THE European Central Bank gave no indication it was considering raising interest rates yesterday meaning more good news for tracker mortgage holders.
The ECB left interest rates at their record low 1% for a 17th month and ECB president Jean-Claude Trichet said rates are “appropriate,” signalling no immediate plan to tighten monetary policy.
Mr Trichet extended emergency lending measures for banks into 2011 and the ECB will keep offering banks unlimited one-week and one-month loans until at least January 18.
The ECB will also offer banks three-month loans in October, November and December at interest rates linked to the ECB’s average benchmark rate over the maturity of the loan. The bank raised its forecasts for 2010 growth to about 1.6% from 1% previously and to 1.4% in 2011 from a previous projection of about 1.2%. This revision was the result of a “stronger-than-expected rebound in growth in the second quarter, as well as better than expected developments over the summer months”.
“For 2011, the range has also been revised upwards reflecting mainly carryover effects from the projected stronger growth towards the end of 2010,” said Mr Trichet.
Analysts do not expect the ECB to lift its main interest rate until well into next year.
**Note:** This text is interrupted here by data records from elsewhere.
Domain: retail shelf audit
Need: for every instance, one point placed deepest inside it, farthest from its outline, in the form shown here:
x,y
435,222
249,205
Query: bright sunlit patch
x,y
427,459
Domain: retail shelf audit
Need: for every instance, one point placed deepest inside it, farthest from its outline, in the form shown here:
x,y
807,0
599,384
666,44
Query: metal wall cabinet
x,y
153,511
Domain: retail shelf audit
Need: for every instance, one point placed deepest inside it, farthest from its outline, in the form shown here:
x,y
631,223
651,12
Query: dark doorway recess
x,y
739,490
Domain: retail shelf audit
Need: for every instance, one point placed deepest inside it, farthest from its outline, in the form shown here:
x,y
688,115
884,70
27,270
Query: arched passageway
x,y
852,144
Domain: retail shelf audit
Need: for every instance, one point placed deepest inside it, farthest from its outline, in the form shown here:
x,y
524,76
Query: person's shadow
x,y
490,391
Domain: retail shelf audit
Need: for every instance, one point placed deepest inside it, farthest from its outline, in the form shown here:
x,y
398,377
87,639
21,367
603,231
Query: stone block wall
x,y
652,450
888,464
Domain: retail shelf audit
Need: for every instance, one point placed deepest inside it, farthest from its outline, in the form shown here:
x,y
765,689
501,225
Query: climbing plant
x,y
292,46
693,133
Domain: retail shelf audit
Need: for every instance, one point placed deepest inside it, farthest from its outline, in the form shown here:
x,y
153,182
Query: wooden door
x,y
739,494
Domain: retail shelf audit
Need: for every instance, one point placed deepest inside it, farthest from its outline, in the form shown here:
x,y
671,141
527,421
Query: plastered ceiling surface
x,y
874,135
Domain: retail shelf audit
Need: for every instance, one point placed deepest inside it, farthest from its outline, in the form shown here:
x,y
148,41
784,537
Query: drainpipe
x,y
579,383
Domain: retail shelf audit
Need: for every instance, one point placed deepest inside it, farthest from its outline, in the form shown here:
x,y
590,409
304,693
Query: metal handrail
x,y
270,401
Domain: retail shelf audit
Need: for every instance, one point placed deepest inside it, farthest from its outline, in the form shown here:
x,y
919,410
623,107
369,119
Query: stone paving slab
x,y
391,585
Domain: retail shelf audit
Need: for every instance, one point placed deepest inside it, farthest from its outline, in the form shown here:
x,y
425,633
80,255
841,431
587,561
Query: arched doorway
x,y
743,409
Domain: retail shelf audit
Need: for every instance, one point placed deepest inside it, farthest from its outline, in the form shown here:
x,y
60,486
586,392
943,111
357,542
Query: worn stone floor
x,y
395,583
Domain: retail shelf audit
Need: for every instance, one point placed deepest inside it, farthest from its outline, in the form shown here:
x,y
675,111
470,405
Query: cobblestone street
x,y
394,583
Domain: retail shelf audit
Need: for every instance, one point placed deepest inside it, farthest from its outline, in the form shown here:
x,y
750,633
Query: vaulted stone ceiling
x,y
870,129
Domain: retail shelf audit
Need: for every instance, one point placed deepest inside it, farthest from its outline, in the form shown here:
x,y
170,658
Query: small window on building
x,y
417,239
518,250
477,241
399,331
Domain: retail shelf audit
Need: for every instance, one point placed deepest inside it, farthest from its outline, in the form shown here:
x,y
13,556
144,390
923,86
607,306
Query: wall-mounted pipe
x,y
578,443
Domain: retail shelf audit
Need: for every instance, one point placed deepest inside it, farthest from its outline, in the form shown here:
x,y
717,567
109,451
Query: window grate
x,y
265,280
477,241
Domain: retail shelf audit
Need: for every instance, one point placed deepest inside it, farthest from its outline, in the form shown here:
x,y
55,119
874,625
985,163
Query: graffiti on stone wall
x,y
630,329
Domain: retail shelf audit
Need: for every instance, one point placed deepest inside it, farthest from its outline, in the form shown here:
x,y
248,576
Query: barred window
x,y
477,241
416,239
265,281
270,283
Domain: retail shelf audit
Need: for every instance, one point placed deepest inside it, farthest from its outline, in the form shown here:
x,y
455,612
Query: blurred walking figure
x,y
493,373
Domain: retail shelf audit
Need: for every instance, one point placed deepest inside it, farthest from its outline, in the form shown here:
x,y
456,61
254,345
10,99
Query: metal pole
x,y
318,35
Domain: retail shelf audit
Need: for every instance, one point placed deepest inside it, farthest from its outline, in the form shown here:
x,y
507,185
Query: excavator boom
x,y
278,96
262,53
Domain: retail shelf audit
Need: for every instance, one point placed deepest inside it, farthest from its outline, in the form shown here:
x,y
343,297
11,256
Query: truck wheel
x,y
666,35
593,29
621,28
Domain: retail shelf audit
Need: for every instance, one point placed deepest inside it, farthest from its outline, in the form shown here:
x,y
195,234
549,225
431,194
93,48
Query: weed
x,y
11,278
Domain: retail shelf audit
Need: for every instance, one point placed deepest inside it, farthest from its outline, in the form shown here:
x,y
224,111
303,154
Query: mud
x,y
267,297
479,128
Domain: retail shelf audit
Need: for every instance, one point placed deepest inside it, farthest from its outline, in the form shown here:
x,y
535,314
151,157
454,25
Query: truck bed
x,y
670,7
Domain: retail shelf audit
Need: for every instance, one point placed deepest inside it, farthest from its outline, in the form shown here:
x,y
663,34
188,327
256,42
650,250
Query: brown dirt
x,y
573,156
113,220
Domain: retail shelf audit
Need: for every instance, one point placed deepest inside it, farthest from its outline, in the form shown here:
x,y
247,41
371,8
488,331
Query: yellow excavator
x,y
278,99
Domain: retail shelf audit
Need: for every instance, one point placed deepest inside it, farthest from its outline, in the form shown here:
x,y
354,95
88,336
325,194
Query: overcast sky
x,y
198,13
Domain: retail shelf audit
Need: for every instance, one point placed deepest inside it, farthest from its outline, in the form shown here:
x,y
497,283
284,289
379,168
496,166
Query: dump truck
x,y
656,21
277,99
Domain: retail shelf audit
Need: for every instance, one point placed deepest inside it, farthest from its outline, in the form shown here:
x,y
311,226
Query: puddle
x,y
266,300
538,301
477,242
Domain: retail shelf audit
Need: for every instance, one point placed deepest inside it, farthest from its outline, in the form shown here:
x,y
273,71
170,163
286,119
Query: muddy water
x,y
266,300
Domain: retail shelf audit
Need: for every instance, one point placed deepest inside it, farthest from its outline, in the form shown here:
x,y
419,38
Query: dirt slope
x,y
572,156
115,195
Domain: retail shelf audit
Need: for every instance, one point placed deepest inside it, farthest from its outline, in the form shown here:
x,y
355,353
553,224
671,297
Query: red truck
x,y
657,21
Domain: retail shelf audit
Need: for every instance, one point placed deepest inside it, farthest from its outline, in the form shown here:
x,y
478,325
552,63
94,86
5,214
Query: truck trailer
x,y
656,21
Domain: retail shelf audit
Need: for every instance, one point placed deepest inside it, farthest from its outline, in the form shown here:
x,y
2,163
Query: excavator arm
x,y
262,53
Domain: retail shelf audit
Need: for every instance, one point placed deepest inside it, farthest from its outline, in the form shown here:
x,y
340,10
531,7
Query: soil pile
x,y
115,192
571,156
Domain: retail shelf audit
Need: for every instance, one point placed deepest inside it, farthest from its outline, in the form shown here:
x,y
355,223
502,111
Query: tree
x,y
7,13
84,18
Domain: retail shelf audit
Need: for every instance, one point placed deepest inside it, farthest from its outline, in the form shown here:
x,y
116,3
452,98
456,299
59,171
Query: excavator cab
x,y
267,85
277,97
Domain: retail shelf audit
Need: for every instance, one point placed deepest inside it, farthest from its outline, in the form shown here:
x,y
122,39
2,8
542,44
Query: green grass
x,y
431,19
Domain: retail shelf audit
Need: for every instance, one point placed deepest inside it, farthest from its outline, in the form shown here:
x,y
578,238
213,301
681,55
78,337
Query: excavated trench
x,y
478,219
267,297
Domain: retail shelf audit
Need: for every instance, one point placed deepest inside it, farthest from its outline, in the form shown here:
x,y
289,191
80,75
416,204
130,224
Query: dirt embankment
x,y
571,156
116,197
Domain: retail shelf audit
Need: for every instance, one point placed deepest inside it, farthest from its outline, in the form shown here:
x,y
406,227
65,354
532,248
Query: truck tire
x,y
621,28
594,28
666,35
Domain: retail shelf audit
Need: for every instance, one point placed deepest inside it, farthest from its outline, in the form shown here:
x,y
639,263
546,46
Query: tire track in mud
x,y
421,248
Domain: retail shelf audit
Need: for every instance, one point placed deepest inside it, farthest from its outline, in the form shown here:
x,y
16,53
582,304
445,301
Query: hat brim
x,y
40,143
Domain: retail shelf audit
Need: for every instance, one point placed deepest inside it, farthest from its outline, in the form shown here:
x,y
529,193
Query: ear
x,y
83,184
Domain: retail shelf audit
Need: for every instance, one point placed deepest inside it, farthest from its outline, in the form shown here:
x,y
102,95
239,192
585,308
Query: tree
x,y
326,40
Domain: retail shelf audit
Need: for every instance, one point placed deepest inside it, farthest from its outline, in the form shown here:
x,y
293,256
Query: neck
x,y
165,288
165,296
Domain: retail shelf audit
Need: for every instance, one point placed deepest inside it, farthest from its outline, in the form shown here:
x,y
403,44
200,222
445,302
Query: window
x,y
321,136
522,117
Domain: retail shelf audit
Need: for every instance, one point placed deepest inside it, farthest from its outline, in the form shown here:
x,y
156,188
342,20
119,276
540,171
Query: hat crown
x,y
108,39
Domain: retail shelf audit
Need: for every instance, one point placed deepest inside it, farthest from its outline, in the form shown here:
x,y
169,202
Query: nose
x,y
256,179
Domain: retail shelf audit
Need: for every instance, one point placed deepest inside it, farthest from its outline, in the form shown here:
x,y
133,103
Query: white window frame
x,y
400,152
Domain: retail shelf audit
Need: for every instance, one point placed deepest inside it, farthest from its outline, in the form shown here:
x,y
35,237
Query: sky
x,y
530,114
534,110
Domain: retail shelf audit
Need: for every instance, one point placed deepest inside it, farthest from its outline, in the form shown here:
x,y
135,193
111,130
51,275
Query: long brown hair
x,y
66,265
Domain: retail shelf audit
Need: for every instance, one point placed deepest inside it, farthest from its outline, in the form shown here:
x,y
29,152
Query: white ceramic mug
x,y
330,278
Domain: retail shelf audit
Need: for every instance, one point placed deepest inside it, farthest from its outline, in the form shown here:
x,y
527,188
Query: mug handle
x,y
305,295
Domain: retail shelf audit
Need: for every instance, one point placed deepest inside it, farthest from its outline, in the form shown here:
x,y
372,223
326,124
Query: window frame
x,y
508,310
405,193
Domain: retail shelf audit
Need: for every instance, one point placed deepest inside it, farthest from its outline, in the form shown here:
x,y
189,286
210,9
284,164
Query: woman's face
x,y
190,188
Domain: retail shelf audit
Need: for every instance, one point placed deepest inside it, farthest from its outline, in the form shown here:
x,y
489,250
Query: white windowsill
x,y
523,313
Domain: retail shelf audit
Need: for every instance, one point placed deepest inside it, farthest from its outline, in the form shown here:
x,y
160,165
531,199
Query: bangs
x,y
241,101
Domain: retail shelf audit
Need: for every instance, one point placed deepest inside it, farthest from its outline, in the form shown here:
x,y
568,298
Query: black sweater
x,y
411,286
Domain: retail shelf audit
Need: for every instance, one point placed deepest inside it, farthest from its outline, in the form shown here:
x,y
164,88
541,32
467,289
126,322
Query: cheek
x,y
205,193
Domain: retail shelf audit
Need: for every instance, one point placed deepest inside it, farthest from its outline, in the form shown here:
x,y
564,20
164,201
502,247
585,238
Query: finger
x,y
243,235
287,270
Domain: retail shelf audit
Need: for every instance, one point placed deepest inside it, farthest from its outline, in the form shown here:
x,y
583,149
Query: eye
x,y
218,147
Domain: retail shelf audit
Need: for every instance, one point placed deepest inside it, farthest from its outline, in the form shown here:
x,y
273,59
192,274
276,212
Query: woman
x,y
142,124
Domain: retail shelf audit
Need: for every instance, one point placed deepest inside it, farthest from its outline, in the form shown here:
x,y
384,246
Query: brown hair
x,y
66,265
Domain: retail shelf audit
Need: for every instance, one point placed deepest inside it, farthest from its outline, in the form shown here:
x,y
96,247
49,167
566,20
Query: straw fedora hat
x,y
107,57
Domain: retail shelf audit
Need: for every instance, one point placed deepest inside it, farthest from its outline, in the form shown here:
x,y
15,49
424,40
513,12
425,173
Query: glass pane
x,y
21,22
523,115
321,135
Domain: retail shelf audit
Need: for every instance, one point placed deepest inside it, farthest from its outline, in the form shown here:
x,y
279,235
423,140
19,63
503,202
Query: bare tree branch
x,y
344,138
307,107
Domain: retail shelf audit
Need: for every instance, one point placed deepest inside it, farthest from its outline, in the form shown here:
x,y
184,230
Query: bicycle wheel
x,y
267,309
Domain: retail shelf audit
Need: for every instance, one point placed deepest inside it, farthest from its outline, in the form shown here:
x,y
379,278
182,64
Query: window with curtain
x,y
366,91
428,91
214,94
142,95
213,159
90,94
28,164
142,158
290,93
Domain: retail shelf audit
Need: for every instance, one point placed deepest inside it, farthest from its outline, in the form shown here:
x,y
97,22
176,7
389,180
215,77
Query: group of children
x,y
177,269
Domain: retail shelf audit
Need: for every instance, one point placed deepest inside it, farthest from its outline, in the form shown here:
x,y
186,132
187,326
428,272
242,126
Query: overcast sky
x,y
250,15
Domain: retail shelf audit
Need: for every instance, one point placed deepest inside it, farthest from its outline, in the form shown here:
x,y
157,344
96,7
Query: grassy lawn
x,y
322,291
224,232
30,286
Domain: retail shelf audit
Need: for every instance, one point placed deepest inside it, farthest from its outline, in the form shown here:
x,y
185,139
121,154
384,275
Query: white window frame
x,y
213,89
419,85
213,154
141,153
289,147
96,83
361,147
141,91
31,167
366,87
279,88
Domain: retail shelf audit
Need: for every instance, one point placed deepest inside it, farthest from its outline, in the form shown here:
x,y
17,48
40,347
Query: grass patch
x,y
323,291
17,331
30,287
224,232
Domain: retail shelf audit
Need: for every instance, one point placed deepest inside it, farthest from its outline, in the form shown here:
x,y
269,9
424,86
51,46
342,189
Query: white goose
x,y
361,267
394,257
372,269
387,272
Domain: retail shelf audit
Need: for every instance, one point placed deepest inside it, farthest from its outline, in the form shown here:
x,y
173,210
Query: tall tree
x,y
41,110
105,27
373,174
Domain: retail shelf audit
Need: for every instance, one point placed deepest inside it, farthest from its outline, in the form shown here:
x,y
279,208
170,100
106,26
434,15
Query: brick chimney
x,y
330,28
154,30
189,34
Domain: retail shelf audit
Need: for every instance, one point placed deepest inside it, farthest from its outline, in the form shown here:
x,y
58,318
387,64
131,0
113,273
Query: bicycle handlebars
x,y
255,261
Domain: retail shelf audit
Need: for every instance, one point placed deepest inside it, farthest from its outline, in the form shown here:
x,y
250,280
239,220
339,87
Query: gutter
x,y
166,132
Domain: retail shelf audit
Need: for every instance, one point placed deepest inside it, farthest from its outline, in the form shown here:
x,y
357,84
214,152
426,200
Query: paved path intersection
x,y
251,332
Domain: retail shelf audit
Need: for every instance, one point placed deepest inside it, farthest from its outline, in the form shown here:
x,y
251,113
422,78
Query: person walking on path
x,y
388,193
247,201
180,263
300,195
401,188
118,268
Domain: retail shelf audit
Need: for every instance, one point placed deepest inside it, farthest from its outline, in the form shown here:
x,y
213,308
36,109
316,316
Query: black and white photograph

Chief economist with Ernst & Young, Marie Diron said she does not expect any rate increase before 2011 at the earliest.
But the Professional Insurance Brokers Association (PIBA) said as the ECB continues to keep interest rates at 1% the gap is widening between those on tracker mortgages and everyone else. Director with the PIBA, Rachel Doyle said 84% of mortgages issued in the last six months of 2009 were variable.
“There is an extremely limited choice available to newer mortgage holders – primarily younger people. While it can be argued that interest rates are still relatively low in historical terms, there is no upper limit to where the lenders can increase their variable or fixed rates. Each 0.5% hike in rates adds about €24 to a €100,000 mortgage,” she said.